CASE study

The New Baseline - Understanding Climate Risk Through Norway’s New Climate Report

Klima i Norge 2025 gives Norway an updated climate baseline - with new data on rainfall, landslides, drought, and sea-level rise across the country. The report shows how fast the risk landscape is shifting and why adaptation is now essential for real estate, finance, and public planning. This article explores the key findings, the implications for value and safety, and how Telescope helps organisations turn climate insight into practical decisions.

November 17, 2025

by

Vegard Blauenfeldt Næss

Norway has just updated its national climate knowledge base.

Klima i Norge 2025 - often referred to as KIN-2025 - is the country’s most comprehensive climate report to date, developed by the Norwegian Centre for Climate Services (NCCS), Meteorologisk institutt, and NVE.

Building on previous reports, Klima i Norge 2025 updates Norway’s national climate projections with the latest IPCC data - offering a sharper, region-by-region picture of how temperature, rainfall, and sea level are changing.

It’s the reference dataset government agencies, banks, and municipalities will now use to plan for the decades ahead - a kind of new baseline for what “normal” weather means in a changing climate.

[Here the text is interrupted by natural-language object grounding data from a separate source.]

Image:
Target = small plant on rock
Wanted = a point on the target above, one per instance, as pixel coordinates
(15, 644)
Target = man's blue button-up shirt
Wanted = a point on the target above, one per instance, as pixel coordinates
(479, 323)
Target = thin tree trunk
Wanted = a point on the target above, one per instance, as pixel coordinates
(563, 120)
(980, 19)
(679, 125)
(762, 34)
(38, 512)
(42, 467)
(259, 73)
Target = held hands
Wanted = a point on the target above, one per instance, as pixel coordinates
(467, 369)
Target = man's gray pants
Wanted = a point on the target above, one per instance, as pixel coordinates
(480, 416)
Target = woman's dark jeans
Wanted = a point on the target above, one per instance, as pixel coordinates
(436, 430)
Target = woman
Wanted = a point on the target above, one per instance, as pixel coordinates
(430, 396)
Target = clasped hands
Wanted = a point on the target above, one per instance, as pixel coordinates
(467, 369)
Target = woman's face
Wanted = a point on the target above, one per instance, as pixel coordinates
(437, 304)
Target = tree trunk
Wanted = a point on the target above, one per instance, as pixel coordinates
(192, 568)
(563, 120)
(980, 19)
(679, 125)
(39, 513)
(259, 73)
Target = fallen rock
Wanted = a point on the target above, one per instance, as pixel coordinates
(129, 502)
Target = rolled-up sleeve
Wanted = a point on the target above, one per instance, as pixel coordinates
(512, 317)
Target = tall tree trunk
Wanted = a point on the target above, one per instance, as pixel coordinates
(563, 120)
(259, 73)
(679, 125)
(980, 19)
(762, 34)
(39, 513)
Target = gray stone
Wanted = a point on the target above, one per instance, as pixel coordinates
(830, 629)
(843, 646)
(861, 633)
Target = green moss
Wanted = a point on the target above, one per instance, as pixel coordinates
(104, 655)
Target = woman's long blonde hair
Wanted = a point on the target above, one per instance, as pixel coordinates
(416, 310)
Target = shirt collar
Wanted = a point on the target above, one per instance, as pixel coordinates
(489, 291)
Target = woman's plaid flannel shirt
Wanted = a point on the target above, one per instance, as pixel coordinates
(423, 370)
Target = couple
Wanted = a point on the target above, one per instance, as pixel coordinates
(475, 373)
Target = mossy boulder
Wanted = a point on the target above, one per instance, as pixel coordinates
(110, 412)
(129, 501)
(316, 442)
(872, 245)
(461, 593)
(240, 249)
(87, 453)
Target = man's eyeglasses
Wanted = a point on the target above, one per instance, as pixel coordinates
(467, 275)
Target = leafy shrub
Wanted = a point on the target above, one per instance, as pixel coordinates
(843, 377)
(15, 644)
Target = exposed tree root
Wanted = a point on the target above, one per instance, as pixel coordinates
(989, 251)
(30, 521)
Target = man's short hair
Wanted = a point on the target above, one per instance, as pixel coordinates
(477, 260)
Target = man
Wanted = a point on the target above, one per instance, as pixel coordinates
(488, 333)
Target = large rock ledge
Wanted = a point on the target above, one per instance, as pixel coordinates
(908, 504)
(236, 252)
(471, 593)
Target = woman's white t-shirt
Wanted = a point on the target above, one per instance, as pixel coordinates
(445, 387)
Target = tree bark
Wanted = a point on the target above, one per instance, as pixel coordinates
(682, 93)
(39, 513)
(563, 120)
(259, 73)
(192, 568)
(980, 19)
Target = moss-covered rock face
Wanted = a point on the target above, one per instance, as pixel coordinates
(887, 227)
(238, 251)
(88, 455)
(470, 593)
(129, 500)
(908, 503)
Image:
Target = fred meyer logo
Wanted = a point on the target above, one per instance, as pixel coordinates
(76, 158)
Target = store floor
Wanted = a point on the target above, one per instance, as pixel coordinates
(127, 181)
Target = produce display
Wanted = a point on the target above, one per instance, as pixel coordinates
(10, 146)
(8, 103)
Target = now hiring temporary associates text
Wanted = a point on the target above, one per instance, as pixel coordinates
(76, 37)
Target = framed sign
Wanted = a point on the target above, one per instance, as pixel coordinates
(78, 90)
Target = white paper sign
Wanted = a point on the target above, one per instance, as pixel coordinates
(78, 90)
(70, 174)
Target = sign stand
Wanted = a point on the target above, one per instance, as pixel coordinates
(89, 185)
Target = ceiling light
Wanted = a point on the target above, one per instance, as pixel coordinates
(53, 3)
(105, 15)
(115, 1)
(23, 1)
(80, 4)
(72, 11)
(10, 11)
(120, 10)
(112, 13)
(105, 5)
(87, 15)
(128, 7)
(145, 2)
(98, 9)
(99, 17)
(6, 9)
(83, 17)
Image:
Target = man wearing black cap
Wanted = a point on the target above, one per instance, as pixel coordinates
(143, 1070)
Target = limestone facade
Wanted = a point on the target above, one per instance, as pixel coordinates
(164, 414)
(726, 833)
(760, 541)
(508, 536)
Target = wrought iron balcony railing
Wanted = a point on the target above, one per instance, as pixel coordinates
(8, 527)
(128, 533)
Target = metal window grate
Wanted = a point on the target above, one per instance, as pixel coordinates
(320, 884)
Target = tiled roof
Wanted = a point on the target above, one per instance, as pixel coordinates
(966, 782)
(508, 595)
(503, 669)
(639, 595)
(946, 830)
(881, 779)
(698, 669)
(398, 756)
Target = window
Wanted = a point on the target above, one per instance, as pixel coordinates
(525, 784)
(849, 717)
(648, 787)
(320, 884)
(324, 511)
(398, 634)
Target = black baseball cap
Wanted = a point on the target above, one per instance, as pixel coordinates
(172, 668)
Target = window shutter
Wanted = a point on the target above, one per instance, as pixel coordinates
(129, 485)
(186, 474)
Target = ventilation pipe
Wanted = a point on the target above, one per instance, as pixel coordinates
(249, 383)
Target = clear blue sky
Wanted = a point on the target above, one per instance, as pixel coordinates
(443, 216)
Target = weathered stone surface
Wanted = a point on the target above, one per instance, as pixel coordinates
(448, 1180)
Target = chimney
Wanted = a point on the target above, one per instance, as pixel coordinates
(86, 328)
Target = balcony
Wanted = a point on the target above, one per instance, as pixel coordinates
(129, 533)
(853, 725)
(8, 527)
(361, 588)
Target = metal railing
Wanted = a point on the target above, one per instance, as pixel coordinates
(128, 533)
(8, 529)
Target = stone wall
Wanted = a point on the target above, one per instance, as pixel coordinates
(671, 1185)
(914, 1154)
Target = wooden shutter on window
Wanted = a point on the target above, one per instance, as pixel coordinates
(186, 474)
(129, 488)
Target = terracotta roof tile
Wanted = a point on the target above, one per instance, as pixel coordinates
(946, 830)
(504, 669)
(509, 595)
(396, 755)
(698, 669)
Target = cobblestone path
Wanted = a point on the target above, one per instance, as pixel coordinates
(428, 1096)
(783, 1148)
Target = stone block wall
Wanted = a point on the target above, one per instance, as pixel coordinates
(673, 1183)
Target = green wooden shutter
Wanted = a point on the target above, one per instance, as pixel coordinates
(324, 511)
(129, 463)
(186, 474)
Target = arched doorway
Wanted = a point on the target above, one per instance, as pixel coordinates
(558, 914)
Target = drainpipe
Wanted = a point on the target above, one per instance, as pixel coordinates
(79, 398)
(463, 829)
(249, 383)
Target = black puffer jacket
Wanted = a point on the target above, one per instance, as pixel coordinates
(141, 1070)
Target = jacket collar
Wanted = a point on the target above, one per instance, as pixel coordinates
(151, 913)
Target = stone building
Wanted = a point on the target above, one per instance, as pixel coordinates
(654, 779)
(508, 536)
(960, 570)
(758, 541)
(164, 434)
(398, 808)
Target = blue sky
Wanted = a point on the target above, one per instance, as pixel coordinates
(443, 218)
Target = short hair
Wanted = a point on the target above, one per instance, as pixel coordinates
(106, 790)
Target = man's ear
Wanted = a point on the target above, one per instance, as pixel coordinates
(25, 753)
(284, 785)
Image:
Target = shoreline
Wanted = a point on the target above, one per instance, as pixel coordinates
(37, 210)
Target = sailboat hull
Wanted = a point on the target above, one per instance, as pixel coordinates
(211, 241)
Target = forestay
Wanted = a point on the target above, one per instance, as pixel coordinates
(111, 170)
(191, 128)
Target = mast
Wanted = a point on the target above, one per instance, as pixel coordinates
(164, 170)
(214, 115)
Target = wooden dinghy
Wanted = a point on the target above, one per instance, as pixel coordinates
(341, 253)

For real estate owners, lenders, and municipalities, this isn’t just data - it redefines what safety, value, and resilience mean in practice.

The takeaway is clear: the climate risk we thought we understood no longer applies.

“It’s very much a story about water,” one researcher said at the launch.

“Too much in some places, too little in others - and almost never where or when we expect it.”

From stable averages to shifting extremes

Norway’s risk management has long relied on stability - ten-year rainfall norms, average snow depths, predictable return periods.

Klima i Norge 2025 shows those averages are dissolving.

Precipitation has increased noticeably in several regions, especially along the west coast, and extreme rainfall events are becoming more frequent.

Landslides are hitting areas once thought safe, while snow cover is retreating north and uphill, and glaciers are shrinking.

Flood and drought are no longer opposites - they’re becoming two sides of the same instability.

The new geography of exposure

The report redraws Norway’s physical risk map.

Coastal zones face rising seas and stronger storm surges.

Valleys and lowlands are seeing higher flood peaks and water-logged ground.

Mountain communities are losing their natural water storage as snow disappears earlier each spring.

At the same time, landslides are becoming more frequent - both in steep rural valleys and in urban areas such as Carl Berner and parts of Trøndelag,

where recent rainfall events have already triggered slope failures consistent with the risks described in the report.

That reshuffling of exposure carries economic weight.

Insurance payouts for natural damage have climbed steadily over the past decade, and local governments warn that rebuilding in the same places again and again is unsustainable.

“We can’t call it resilience if we rebuild the same house three times in the same flood zone,” one planner said.

For asset owners and lenders, that means the real cost of location is changing - and so is the definition of value.

Adaptation becomes the new mitigation

For years, climate policy focused on cutting emissions.

Klima i Norge 2025 shifts the conversation: even with strong mitigation, much of Norway’s future climate is already locked in.

The report calls for adaptation - planning, building, and investing for a wetter, wilder century.

Municipalities must integrate updated flood and landslide maps into zoning.

Infrastructure owners need to stress-test assets against extreme weather.

And financial institutions are expected to consider physical climate risk when assessing lending and solvency.

As one author put it: “Climate change is not a future scenario. It’s a financial variable.”

Data, uncertainty, and the need for connection

The thread running through Klima i Norge 2025 is data - and the lack of connection between datasets.

Flood maps, landslide registers, and building-energy data all exist, but rarely talk to each other.

A bank might use flood projections from NVE, a municipality relies on NGI’s landslide models, and an asset owner tracks its own energy performance - none of it speaks the same language.

The report calls for a national framework to make climate data consistent, comparable, and decision-ready.

Without that, adaptation risks remaining an academic exercise.

A new kind of risk literacy

Beyond the science, Klima i Norge 2025 signals a shift in mindset.

Weather statistics are becoming balance-sheet variables.

Climate literacy - once the domain of researchers - is turning into a professional skill for CFOs, risk teams, and city planners alike.

Understanding water risk is now part of understanding capital.

And that connection will define how well Norway adapts in the decades ahead.

What we see at Telescope

At Telescope, working with banks, property owners, and public agencies, we see this new baseline taking shape in real time.

Climate volatility is increasing. The cost of inaction is compounding.

And the gap between available information and actionable insight is where real risk hides.

Our role is to close that gap - combining flood, landslide, and energy data into one coherent view so organisations can see exposure across assets and act before losses occur.

Because when we learn to price risk properly, we don’t just protect assets.

We protect the communities built around them.

That’s what Telescope builds for - the link between data, risk, and decision.